Why not come and have a chat with us, totally without obligation, just to see if this might be for you. Alternatively, or additionally, you might like to have an informal meet with one of our Constable's Officers who can give your first-hand information about being an Honorary Officer. If this would be helpful we would be pleased to arrange this for you.
The St Clement Honorary Police are really first class people with a mission to support and help the community in which we live. It would be great if you would consider becoming part of the team.
If you, or a member of your family, are between the ages of 20 and 69 please consider joining us to help serve the community in which we live.
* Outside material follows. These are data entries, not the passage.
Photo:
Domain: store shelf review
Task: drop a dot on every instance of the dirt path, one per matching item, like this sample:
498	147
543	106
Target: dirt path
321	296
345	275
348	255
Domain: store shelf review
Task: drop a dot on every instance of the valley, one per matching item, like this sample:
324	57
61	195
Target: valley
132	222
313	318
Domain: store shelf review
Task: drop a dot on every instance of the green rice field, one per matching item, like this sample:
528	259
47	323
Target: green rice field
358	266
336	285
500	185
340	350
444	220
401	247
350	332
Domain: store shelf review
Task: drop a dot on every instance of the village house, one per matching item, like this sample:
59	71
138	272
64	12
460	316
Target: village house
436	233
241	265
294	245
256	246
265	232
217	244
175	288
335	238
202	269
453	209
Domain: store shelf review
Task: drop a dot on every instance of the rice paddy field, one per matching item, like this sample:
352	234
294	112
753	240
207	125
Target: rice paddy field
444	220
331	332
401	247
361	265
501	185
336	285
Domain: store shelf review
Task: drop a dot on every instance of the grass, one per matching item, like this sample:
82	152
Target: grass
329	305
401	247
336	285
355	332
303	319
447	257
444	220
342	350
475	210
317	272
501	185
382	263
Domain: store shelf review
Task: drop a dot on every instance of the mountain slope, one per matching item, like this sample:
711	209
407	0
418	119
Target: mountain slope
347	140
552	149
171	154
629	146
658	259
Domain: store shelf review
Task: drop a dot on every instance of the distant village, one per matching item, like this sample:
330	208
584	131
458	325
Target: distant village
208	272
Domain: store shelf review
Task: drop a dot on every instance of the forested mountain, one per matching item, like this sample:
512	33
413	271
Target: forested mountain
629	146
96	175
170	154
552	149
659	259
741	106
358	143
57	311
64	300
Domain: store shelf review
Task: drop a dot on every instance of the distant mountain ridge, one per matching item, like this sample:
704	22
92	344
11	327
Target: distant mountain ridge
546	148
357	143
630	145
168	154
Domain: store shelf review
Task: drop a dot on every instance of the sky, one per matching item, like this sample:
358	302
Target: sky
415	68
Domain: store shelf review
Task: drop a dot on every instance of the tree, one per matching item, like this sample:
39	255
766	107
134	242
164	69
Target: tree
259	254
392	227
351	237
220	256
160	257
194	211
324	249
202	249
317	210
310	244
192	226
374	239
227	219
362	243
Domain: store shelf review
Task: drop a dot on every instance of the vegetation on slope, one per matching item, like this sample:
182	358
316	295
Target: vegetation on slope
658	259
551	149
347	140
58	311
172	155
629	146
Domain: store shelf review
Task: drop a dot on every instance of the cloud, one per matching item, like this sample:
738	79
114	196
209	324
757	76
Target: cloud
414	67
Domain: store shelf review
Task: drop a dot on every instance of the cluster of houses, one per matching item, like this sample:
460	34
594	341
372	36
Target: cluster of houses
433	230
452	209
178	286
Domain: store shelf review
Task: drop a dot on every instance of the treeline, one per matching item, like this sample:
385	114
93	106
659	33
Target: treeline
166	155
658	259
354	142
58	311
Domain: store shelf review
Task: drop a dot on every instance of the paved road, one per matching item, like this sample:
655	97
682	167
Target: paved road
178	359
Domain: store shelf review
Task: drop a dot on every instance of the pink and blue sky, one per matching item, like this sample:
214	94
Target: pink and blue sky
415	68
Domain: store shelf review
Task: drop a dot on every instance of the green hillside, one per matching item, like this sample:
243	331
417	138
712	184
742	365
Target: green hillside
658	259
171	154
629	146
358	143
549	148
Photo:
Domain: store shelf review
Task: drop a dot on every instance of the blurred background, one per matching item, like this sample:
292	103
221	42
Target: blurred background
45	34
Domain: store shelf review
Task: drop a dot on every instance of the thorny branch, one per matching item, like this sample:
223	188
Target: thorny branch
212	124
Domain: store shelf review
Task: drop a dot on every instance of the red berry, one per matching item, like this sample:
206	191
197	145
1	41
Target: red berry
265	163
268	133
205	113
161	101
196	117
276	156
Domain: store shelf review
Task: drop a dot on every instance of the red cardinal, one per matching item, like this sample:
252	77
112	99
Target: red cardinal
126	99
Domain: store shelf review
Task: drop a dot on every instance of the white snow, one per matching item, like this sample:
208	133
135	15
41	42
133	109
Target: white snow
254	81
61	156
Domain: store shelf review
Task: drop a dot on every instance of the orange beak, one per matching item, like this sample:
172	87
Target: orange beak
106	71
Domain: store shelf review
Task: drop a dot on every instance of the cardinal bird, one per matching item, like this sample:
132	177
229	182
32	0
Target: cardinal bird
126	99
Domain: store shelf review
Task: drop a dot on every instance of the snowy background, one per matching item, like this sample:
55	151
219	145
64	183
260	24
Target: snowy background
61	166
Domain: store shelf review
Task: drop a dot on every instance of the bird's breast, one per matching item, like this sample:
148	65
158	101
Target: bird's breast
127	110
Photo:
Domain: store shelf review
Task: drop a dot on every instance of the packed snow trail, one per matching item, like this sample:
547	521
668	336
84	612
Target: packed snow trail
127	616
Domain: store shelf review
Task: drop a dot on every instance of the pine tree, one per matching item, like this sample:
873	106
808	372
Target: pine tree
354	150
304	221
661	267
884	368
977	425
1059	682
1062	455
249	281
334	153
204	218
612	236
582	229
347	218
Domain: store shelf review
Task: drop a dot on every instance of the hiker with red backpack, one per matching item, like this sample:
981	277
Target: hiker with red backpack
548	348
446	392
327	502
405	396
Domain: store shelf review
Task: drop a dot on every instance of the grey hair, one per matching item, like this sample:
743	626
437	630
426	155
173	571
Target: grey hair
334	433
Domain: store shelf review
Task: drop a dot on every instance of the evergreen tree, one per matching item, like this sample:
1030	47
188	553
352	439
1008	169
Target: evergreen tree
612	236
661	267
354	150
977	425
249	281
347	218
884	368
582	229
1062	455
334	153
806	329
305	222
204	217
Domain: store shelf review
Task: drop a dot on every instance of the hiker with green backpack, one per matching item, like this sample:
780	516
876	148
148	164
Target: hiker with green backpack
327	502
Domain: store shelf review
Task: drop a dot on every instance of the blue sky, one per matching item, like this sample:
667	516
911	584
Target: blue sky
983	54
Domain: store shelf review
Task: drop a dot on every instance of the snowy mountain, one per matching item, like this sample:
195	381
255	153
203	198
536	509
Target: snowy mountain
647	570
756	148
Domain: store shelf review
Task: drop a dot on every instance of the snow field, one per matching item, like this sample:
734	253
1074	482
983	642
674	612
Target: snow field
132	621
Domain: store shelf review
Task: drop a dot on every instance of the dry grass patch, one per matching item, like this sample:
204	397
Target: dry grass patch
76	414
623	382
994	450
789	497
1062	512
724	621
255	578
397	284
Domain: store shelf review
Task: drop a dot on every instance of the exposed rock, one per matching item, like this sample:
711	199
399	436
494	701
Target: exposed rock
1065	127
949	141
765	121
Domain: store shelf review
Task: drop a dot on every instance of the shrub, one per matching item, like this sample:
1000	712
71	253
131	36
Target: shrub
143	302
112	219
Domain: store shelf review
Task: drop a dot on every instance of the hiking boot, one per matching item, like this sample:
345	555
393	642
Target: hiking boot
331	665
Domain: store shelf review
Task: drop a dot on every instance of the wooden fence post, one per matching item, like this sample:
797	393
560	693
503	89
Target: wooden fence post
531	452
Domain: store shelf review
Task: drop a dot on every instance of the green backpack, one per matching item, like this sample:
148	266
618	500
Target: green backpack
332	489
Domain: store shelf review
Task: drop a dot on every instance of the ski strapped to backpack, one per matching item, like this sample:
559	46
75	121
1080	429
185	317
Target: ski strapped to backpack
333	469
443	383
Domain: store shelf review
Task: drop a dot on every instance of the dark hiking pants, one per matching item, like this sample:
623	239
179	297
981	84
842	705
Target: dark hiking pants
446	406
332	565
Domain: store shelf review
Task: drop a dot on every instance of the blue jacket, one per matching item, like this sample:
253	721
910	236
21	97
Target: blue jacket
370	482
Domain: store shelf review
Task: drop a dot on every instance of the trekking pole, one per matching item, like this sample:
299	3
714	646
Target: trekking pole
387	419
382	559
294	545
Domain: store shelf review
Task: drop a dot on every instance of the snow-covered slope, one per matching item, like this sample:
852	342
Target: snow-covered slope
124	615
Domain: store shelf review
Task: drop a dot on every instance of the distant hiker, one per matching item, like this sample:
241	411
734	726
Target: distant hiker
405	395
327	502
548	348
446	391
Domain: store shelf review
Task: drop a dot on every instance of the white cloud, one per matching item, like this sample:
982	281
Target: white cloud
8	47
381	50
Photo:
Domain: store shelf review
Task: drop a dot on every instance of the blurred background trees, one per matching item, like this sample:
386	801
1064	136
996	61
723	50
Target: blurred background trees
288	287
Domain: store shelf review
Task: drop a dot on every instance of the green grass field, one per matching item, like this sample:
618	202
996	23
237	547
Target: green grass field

Just ring the Parish Hall on 854724 for more information.
|22/07/2014||At Your Service|
In the past, the Parish Welfare system had been the safety net for the more vulnerable in our society, and had been in existence for many years. In January of 2008, it was replaced by the new Income Support system administered centrally by the Ministry of Social Security. The new system has simplified the payment of benefits and is generally fairer, easier to understand.
But the old Parish welfare system was not just about money, it was equally about the Constable and his staff knowing and talking with the people who needed support to help them live independently in the community. Many used to attend the Parish Hall on a weekly basis not just to collect their money, but also for a general chat and discussion of any problems that may be bothering them. In this way a good rapport was established between parishioners and the Parish Hall staff. With the introduction of centrally-administered Income Support, this sort of personal contact has been lost, and with it some of the community benefits the Parishes could offer.
The valuable tradition of help in the community has been rekindled in the parish of St Clement by the establishment of a Community Support Team consisting of some now 45 dedicated and caring volunteers with a wide spectrum of experience and expertise, led by its Chairman, Chris Le Cornu – a former member of the Parish Welfare Committee.
Support is offered in whatever way is appropriate to the needs of the individual, perhaps in lifts to the Hospital or GP for appointments, assisting with shopping, completing application forms, or simply being a friendly face to chat with. In some cases, people need only be pointed in the direction of a more appropriate agency, such as Citizens’ Advice Bureau, for best advice on their particular problem, such as budgeting. But whatever the need, the St Clement Community Support team will be there and available to give advice.
Indeed the Team has now assisted in one way or another 400 families in the parish.